Here's what my implementation looks like:

In [42]:

def fof_graph(n, m, p=0.25, seed=None):
    """Makes a small world graph with a lognormal degree distribution."""
    if m < 1 or  m+1 >= n:
        raise nx.NetworkXError(\
              "FOF network must have m>=1 and m+1<n, m=%d,n=%d"%(m,n))
    if seed is not None:
        random.seed(seed)

    # start with a completely connected core
    G = nx.complete_graph(m+1)
    G.name="fof_graph(%s,%s)"%(n,m)

    for source in range(len(G), n):
        # choose a random node
        target = random.choice(list(G.nodes))
        
        # enumerate neighbors of target and add triangles
        friends = list(G.neighbors(target))
        for friend in friends:
            if flip(p):
                triangle(G, source, friend)

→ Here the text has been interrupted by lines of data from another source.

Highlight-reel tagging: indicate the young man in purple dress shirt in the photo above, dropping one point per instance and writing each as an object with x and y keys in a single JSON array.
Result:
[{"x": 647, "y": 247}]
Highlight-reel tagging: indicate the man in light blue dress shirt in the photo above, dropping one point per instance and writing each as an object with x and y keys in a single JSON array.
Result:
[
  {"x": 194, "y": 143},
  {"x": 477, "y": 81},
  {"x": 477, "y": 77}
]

        # connect source and target
        G.add_edge(source, target)
            
    return G

def flip(p):
    return random.random() < p

def triangle(G, source, friend):
    """Chooses a random neighbor of `friend` and makes a triangle.
    
    Triangle connects `source`, `friend`, and a random neighbor of `friend`.
    """
    fof = set(G[friend])
    if source in G:
        fof -= set(G[source])
    if fof:
        w = random.choice(list(fof))
        G.add_edge(source, w)
    G.add_edge(source, friend)

The parameter m is the average degree.

In [43]:

n = len(fb)
m = int(round(np.mean(degrees(fb))))
n, m

Out[43]:

(4039, 44)

The parameter p is the probability of adding a triangle. Since each triangle increases the total degree by 4, keeping p near 1/4 tends to keep m constant.

In [44]:

fof = fof_graph(n, m, p=0.24, seed=21)
len(fof), len(fof.edges())

Out[44]:

(4039, 83137)

The clustering coefficient is similar to what we get from the HK model.

In [45]:

C, average_clustering(fof)

Out[45]:

(0.621, 0.257)

The average path length is low.

In [46]:

L, estimate_path_length(fof)

Out[46]:

(3.717, 3.215)

The degree distribution fits the observed data well

In [47]:

cdf_fof = Cdf.from_seq(degrees(fof), name='FOF')

In [48]:

cdf_fb.plot(color='C0')
cdf_ba.plot(color='C2')
cdf_hk.plot(color='C3')
cdf_fof.plot(color='C4')

decorate(xlabel='Degree',
         ylabel='CDF',
         xscale='log')

Out[48]:

On a log-log scale, the model fits the data well except in the extreme tail.

In [49]:

(1 - cdf_fb).plot(color='C0')
(1 - cdf_ba).plot(color='C2')
(1 - cdf_hk).plot(color='C3')
(1 - cdf_fof).plot(color='C4')

decorate(xlabel='Degree',
         ylabel='CCDF',
         xscale='log', yscale='log')

Out[49]:

In summary, the FOF model has

Short path lengths, like WS, BA, and HK.
Moderate clustering, similar to HK, less than WS, and higher than BA.
Good fit to the tail of the degree distribution, like BA and HK.
Good fit to the rest of the degree distribution, unlike WS, BA, and HK.

Also, the mechanism of growth is plausible: when a person joins the network, they connect to a randomly-chosen friend and then a random subset of "friends of friends". This process has preferential attachment because friends of friends are more likely to have high degree (see The Inspection Paradox is Everywhere). But the resulting distribution is approximately lognormal, which is heavy tailed, but does not have a power law tail.